While the experience was definitely a big step, I sometimes feel as if it was overrated. The hard plastic rim of the prosthetic dug into my groin as the few pressure points where my leg held onto the prosthetic supported all of my body weight. With only one leg and no knee joint, I stood there, took some pictures, and a couple minutes later sat down in my wheel chair.
I must admit, however, the moment was also joyful. A warm feeling of happiness and accomplishment slowly began to sink in, as Bob told me that he would work with me in the months ahead to refine the prosthetic to be more comfortable, and would create a prosthetic for my other leg in the following week. In addition to my prosthetic leg, I turned in my electric wheelchair in exchange for a “power assist” chair that, with minimal push from both arms, allows me to travel faster than a traditional, manual wheelchair. It is still quite difficult as the brace on my right arm is unable to grip the wheel enough to get an even tread. While more difficult than the electric wheelchair, it is a big step in regaining my independence. With the “power assist” wheel chair, I am able to travel easier on my own then with the heavy, electric one.
Unfortunately, despite these advancements in my rehab, my momentum forward was again slowed by another infection in my right arm. The infection was caught early, and is being treated as cellulitis, an infection in the skin surrounding some of the pin sites where the brace is drilled into my bone. Along with the infection, I have been experiencing intense pain from my neck down to my fingertips. The soreness I have been experiencing over the course of the past two weeks has put me in states of agony, which I have not felt since I first lost my legs back in May. I was hospitalized late last week to begin taking care of the infection. I was sent home on Friday with intravenous antibiotics, and was able to enjoy a wonderful weekend trip to nearby Austin with Summer. This was my first time outside San Antonio since I arrived here in May.

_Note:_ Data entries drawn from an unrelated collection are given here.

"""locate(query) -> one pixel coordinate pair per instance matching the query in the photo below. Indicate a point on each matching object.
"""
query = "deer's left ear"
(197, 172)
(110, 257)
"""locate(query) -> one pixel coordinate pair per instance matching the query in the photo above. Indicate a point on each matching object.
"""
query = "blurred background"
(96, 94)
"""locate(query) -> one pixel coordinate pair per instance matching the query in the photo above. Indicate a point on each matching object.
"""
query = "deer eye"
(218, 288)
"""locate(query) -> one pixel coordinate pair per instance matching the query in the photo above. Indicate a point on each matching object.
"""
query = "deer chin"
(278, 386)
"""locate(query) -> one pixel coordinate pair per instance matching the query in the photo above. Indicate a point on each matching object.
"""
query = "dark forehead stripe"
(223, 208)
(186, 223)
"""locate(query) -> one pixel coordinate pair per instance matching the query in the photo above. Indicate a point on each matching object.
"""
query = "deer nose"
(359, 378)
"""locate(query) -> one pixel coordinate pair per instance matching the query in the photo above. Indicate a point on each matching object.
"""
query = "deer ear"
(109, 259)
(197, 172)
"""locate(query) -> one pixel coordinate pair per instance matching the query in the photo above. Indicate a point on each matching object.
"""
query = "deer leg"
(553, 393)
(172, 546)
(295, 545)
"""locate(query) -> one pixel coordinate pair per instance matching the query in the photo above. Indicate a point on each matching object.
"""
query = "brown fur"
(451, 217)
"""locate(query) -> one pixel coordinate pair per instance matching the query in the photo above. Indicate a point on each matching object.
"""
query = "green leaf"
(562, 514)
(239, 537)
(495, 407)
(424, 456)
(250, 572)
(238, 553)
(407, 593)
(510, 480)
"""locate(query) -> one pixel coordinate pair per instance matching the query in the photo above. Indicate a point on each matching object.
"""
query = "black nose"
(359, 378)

While the infection and my struggling with the severe pain held us back from some activities, our trip was refreshing and finally allowed me a true vacation. We returned on Monday looking forward to the week ahead, in which I was scheduled to continue working with my new prosthetic. After two sleepless nights of dealing with increasing pain in my arm and shoulder, I had my doctor’s readmit me to the hospital for pain control. While I am still experiencing occasional pain, for the most part I am beginning to feel better, and am getting some much-needed rest.

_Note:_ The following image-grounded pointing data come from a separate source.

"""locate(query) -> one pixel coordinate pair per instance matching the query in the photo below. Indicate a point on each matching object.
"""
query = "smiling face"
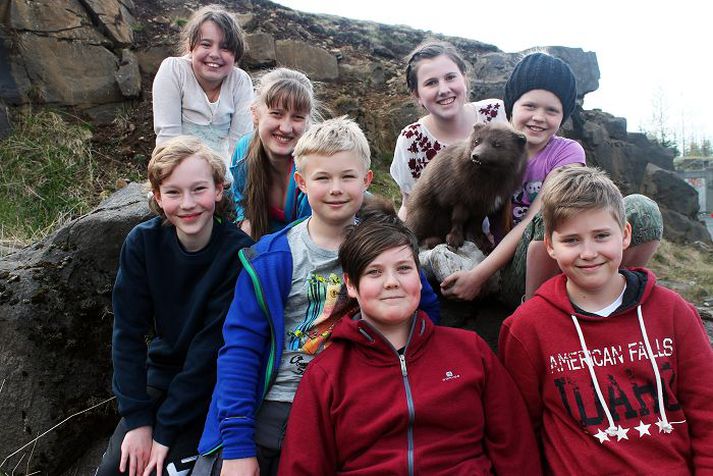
(211, 59)
(440, 86)
(334, 186)
(389, 289)
(588, 248)
(188, 197)
(279, 129)
(538, 115)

This upcoming weekend, members of my platoon who were on patrol with me on the day of my injury will finally visit me. These men were responsible for applying immediate first aid and coordinating the dispatch of MEDEVAC helicopters to pick me up. In other words, these men saved my life. I cannot express how much I am looking forward to this visit, and I only hope that I won’t have to be in the hospital while they are here.

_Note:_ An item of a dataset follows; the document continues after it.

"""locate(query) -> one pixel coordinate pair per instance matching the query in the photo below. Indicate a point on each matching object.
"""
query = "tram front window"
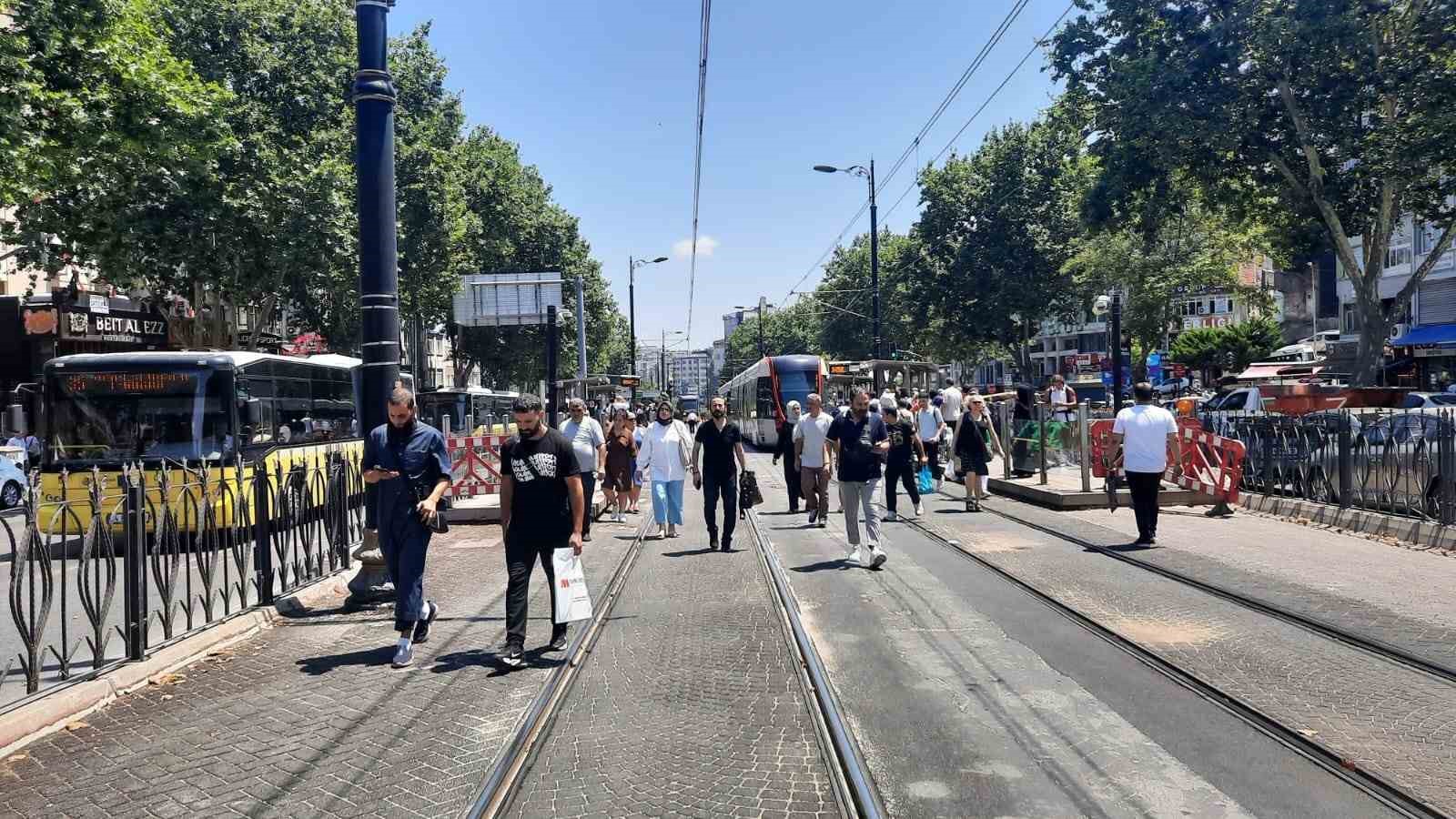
(116, 416)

With Thanksgiving approaching, we all know that this year I have many things to be thankful for. Not the least of which is the fact that I am still alive. I am not sure that I will have the chance to write again before next week, so I would like to take this opportunity to once again thank all of you for your continuous support and overwhelming love that you send my way. Whether it be a hand stitched afghan, a box of Halloween candies, autumn leaves from our National Mall, brownies from the best bakery in New York, a fresh fruit basket, or a thoughtful card or voicemail, I deeply and truly appreciate every small token of your kindness. I will be spending Thanksgiving here in San Antonio with members of my family. I hope each one of you is able to spend the holidays with your loved ones. Until we speak again, my love to you all.